Because the sun gear in a hybrid unit is pre-aligned within the gearhead and not affixed to the motor shaft, these gearheads can be used in contouring applications like a glue-dispensing nozzle for affixing a windshield to a car. Motion of the nozzle as it follows the seam between a windshield and its own window frame should be perfectly smooth; otherwise a ripple in velocity alters the bead diameter and causes messy glue application.
Smooth motion, which means the absence of torque and velocity variations (ripple), is important in contouring applications. But, it is difficult to regularly achieve smooth motion where the sun gear is installed on the motor shaft. Even a slight servo gear reducer misalignment in the sun gear (motor shaft runout or coupling inaccuracies) can cause rough operation and noise.
Many servo controllers use software compensation, and their success depends upon knowing the lost motion of the entire system. This details is usually available from the gearhead manufacturer.
Contouring applications usually involve end-effectors or tool-points that follow mathematically defined paths. Sealant and bonding devices, drinking water and flame cutters, laser welders and cutters, movement managed cameras, and CNC machine tools are good examples.
Software compensation is accomplished by commanding the electric motor to move beyond the apparently desired position by an amount add up to the system’s dropped movement, thereby bringing the strain to the truly desired position. For instance, look at a servomotor, gearhead, and leadscrew combination in a pick-andplace robot.

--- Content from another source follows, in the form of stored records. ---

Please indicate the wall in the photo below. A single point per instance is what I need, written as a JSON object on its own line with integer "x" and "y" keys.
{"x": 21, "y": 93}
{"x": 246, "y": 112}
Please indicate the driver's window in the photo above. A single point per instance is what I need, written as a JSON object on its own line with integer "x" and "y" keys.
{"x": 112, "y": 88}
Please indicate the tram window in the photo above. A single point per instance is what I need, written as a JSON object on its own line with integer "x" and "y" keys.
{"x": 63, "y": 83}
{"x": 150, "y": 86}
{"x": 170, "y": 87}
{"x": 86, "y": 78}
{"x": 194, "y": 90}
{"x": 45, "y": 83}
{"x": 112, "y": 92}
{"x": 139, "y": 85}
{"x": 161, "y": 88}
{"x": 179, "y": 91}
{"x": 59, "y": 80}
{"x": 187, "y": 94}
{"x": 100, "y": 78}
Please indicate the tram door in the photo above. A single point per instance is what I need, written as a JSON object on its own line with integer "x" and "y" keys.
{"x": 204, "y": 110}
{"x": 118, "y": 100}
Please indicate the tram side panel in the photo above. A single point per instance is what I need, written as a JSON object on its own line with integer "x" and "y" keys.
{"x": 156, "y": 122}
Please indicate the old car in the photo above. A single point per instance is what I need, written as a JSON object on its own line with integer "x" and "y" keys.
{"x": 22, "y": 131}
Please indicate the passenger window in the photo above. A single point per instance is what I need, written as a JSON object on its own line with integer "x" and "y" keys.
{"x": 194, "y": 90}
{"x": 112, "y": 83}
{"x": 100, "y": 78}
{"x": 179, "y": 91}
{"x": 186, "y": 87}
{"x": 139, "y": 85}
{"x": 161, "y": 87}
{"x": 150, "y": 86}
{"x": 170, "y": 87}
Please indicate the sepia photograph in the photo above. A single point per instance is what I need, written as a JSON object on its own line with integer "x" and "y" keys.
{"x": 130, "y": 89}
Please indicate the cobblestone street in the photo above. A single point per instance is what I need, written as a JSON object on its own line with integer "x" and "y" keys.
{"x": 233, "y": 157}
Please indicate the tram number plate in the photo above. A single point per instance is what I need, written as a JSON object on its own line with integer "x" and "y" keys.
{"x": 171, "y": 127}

If 100,000 encoder counts equals 1.0 in. of linear movement and the system has 0.1-in. lost motion, then the controller tells the motor to go 110,000 encoder counts to obtain 1.0 in. of motion, thus compensating for the 0.1-in. lost motion.
Backlash is the excess space between two adjacent gear teeth and its engaging tooth; lost movement may be the total looseness or motion at a reducer’s output shaft when the input shaft is fixed. Dropped motion contains backlash, plus losses from bearing looseness, tolerances and fits, and shaft and gear tooth compliance.
Servo controllers could be programmed to pay for backlash and lost motion in planetary gearheads. This technique compensates for backlash also where a credit card applicatoin requires accuracy much better than the minimal backlash of the gearhead.